И вот когда Утц повернул эту фигурку в свете свечи, я вдруг понял, что недооценил его – он тоже танцевал! Мир этих фарфоровых человечков был для него реальным миром, а гестапо, агенты тайной полиции и прочие угрюмые громилы – всего-навсего игрушками из мишуры. Он научился воспринимать бомбардировки, блицкриги, путчи, чистки и другие сходные события нашего невеселого века как внешние шумы.
– А теперь, – предложил он, – давайте пройдемся. Подышим свежим воздухом.
Выходя, я поблагодарил Марту за ужин. По ее лицу скользнула тень улыбки. Не вставая с табурета и не сгибая туловища, она деревянно поклонилась, слегка подавшись вперед.
Вечер был теплый и душный. Вокруг фонарей вились мотыльки. На Староместской площади у памятника Яну Гусу толпилась молодежь: юноши в белых рубашках с открытым воротом, девушки в немодных ситцевых платьях. Все они казались свежими и бодрыми.
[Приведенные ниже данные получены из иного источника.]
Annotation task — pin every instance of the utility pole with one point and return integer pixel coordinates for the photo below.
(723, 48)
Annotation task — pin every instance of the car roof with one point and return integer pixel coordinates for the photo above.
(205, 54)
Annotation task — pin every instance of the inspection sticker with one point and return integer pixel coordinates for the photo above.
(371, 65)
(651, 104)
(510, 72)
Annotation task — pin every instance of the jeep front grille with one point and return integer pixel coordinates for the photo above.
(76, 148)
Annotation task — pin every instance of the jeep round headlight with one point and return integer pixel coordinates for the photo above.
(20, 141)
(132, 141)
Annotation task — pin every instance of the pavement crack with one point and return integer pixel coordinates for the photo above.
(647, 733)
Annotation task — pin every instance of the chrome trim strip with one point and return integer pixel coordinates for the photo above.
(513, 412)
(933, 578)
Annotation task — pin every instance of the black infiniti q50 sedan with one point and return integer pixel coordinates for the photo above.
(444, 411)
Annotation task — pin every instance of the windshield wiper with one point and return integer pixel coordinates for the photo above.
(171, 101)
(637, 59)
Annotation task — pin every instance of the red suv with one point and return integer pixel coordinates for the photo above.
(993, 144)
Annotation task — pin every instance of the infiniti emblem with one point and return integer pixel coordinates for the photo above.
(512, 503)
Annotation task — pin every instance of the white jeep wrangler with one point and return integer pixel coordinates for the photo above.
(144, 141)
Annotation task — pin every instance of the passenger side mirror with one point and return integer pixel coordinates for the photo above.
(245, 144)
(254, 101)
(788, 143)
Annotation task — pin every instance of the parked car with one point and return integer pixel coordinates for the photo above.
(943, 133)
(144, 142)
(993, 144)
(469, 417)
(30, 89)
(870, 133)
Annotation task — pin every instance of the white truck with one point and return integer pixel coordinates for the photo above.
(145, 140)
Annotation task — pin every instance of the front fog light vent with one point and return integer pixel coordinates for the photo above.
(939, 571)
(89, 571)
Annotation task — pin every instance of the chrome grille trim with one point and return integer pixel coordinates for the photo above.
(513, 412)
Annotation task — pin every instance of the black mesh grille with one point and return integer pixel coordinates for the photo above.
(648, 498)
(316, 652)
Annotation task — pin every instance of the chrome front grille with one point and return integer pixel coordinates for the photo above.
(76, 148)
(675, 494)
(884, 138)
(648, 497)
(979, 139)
Над шпилями Тынского собора сияли звезды, и под раскаты органной музыки из-под арки Школы богословия потянулись верующие, возвращавшиеся с мессы. До Пражской весны оставался еще год, но атмосфера, как мне помнится, была радостная. Поэтому я страшно удивился, когда Утц, повернувшись ко мне, внезапно процедил сквозь зубы:
– Ненавижу этот город.
– Ненавидите? Как же так? Вы же сами говорили, что он красивый.
– Ненавижу. Ненавижу.
– Все наладится, – сказал я, – в конце концов будет лучше.
– Вы ошибаетесь. Лучше не будет никогда.
Отрывисто кивнув, он пожал мне руку.
– Спокойной ночи, мой юный друг. Вы еще вспомните мои слова. А теперь позвольте откланяться. Пойду в бордель.
В тот год я отправил Утцу открытку на Рождество и получил от него открытку в ответ – с фотографией могильной плиты Тихо Браге [58] и просьбой позвонить, если я снова наведаюсь в Прагу.
58
Тихо Браге (1546–1601) – датский астроном и алхимик эпохи Возрождения. Похоронен в Праге.
В последующие месяцы, когда весь мир с интересом следил за деятельностью товарища Дубчека, я пытался представить себе настроение Утца. Неужели, думал я, он по-прежнему упорствует в своем пессимизме?
Время шло, и, несмотря на угрожающие статьи в советской прессе, казалось все менее и менее вероятным, что Брежнев пошлет в Прагу танки. Но однажды вечером, когда я приехал в Париж, движение на бульваре Сен-Жермен было перекрыто и полицейские, вооруженные щитами и дубинками, сдерживали толпу демонстрантов.